6. Mixing Trajectory for Semantic Control

After having identified the boundaries, we can now guide the denoising trajectory using the editing distance.

6.1 Real-image conditioned semantic control

For real-image conditioned semantic control, you can run the following command:

python main.py --edit_image_boundary --config celeba.yml --exp ./runs/test --t_0 500 --n_inv_step 40 --n_test_step 40 --n_iter 1 --img_path imgs/celeb2.png --boundary_h 'path/to/target_boundary_h' --boundary_z 'path/to/target_boundary_z' --start_distance -150 --end_distance 150 --edit_img_number 20

The above commond will edit the given image on the editing distance defined by the start_distance and end_distance to the target boundary, and will output edit_img_number images with gradual editing effects.

6.2 Unconditional semantic control

For the unconditional scenario, you can also control the generated sample to possess certain attribute features.
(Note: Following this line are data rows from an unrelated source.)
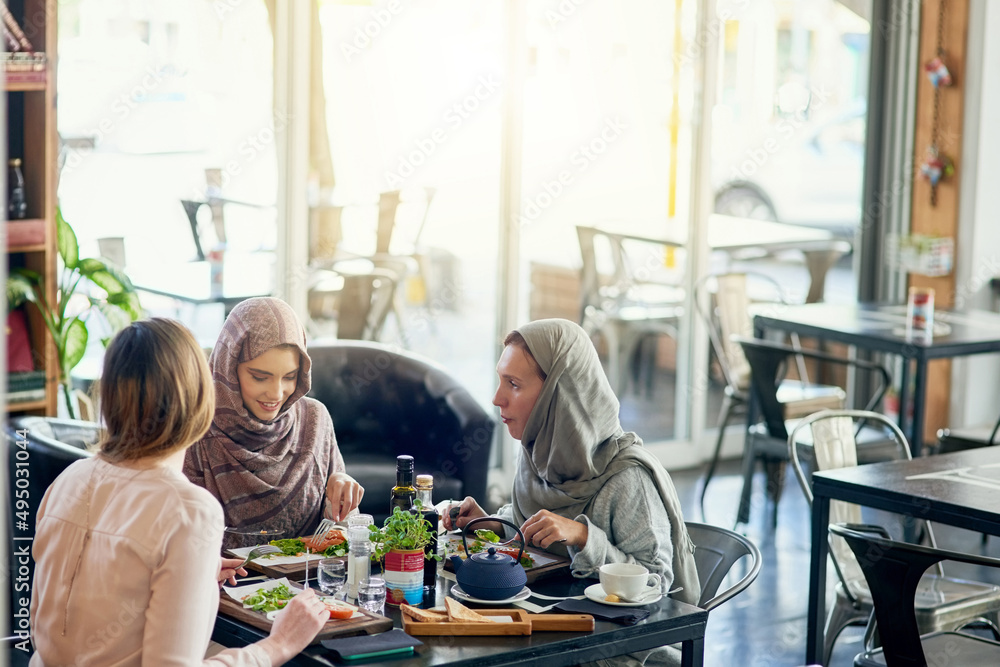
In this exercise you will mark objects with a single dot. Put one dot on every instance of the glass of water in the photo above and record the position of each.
(332, 575)
(371, 594)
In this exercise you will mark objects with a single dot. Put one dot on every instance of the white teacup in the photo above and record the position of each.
(628, 580)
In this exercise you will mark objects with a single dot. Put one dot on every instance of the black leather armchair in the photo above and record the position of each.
(37, 450)
(386, 402)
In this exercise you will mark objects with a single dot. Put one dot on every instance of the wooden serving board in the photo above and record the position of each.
(293, 571)
(520, 625)
(547, 563)
(369, 624)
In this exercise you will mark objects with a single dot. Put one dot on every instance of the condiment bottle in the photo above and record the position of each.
(425, 488)
(403, 494)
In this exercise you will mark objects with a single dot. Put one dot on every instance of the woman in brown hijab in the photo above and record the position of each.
(270, 456)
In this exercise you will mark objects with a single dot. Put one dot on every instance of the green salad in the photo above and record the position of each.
(296, 547)
(269, 600)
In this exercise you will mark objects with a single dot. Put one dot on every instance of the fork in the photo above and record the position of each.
(257, 552)
(325, 526)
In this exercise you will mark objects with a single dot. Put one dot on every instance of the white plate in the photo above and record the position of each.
(596, 593)
(457, 592)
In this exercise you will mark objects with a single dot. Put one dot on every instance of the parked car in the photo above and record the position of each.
(799, 172)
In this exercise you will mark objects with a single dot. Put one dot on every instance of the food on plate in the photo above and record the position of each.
(339, 609)
(330, 546)
(423, 615)
(270, 599)
(458, 612)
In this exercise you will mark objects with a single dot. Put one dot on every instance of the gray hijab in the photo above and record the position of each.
(573, 442)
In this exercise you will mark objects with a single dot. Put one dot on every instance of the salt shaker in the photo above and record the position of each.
(359, 552)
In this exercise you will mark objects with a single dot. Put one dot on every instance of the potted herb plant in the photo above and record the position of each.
(399, 545)
(87, 290)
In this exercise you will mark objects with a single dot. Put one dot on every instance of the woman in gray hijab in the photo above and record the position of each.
(583, 486)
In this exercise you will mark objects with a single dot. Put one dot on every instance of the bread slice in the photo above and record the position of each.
(423, 615)
(457, 612)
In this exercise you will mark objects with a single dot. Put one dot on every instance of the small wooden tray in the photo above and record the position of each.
(519, 626)
(369, 625)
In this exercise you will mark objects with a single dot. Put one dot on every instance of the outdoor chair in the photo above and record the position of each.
(767, 436)
(894, 572)
(723, 301)
(618, 306)
(716, 551)
(829, 440)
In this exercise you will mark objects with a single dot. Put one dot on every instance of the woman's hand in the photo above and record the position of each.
(467, 511)
(228, 570)
(295, 626)
(543, 529)
(343, 493)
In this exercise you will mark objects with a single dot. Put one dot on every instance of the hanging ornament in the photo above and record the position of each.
(936, 165)
(938, 72)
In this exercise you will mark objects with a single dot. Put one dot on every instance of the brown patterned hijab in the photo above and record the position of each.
(267, 475)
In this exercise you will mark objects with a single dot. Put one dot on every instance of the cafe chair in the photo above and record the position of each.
(767, 436)
(385, 402)
(973, 437)
(895, 572)
(723, 302)
(830, 440)
(716, 551)
(619, 307)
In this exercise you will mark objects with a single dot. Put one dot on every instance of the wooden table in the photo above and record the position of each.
(882, 328)
(960, 489)
(670, 622)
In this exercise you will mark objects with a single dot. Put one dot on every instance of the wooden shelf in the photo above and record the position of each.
(24, 86)
(27, 406)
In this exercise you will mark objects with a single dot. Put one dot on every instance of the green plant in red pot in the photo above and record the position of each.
(399, 545)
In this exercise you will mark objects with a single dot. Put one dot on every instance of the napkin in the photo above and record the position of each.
(623, 615)
(366, 646)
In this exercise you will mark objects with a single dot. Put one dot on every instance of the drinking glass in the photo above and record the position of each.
(371, 594)
(332, 575)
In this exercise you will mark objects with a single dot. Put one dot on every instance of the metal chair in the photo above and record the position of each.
(617, 306)
(716, 551)
(767, 438)
(723, 300)
(893, 571)
(829, 440)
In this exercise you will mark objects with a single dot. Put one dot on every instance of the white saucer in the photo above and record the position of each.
(457, 592)
(596, 593)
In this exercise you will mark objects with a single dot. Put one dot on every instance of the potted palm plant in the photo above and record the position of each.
(87, 291)
(399, 544)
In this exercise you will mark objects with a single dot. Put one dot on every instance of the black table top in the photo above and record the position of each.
(961, 489)
(882, 328)
(670, 622)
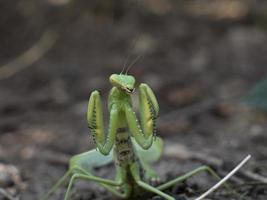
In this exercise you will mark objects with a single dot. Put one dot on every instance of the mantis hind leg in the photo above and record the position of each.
(108, 184)
(136, 175)
(190, 174)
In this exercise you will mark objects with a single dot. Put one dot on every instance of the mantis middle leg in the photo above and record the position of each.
(110, 185)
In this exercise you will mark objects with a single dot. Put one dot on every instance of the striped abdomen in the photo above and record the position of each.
(124, 152)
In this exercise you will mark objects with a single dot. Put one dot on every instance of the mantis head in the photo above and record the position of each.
(123, 82)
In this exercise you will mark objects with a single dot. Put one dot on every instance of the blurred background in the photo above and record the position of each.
(205, 60)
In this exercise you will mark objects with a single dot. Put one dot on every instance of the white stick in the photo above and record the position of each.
(224, 179)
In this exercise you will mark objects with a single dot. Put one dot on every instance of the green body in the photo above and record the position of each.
(131, 145)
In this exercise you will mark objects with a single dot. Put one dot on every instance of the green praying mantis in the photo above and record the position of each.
(131, 145)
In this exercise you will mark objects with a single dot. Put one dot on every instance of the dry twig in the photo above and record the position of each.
(216, 186)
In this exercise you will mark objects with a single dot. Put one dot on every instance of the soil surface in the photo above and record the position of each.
(199, 58)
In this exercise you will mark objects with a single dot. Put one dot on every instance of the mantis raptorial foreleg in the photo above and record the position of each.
(95, 122)
(149, 110)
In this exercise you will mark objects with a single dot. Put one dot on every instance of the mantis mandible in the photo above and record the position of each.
(133, 146)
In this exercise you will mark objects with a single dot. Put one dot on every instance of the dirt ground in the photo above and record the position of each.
(200, 58)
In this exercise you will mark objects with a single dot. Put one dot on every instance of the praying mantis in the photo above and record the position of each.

The main difference between unconditional and conditional is the source of depature latent encodings. The following command generates images with binary attribute given the same boundaries as in previous case.

python main.py --unconditional --config celeba.yml --exp ./runs/unconditional --n_inv_step 200

6.3 Text-conditioned semantic control

For text-conditioned semantic control, you will need to first generate some synthetic images using other existing text-to-image models, and then repeat the boundary search and mixing trajectory process above.

7. Citation

If you find our work interesting and useful, please consider citing it.

@inproceedings{zhu2023boundary,
  title={Boundary Guided Learning-Free Semantic Control with Diffusion Models},
  author={Zhu, Ye and Wu, Yu and Deng, Zhiwei and Russakovsky, Olga and Yan, Yan},
  booktitle={Conference on Neural Information Processing Systems (NeurIPS)},
  year={2023}
}

8. Acknowledgement

We would like to thank the authors of previous related projects for generously sharing their code, especially the DiffusionCLIP, from which our code is adapted. I would like also personally thank my math professor Alain CHILLÈS for insightful discussions on the theoretical analysis.

References

[1] Kwon, Mingi, Jaeseok Jeong, and Youngjung Uh. “Diffusion models already have a semantic latent space.” In ICLR 2023.

[2] Kim, Gwanghyun, Taesung Kwon, and Jong Chul Ye. “Diffusionclip: Text-guided diffusion models for robust image manipulation.” In CVPR. 2022.

[3] Preechakul, Konpat, Nattanat Chatthee, Suttisak Wizadwongsa, and Supasorn Suwajanakorn. “Diffusion autoencoders: Toward a meaningful and decodable representation.” In CVPR. 2022.

[4] Song, Jiaming, Chenlin Meng, and Stefano Ermon. “Denoising diffusion implicit models.” In ICLR 2021.

[5] Ho, Jonathan, Ajay Jain, and Pieter Abbeel. “Denoising diffusion probabilistic models.” In NeurIPs 2020.

[6] Nichol, Alexander Quinn, and Prafulla Dhariwal. “Improved denoising diffusion probabilistic models.” In ICML, 2021.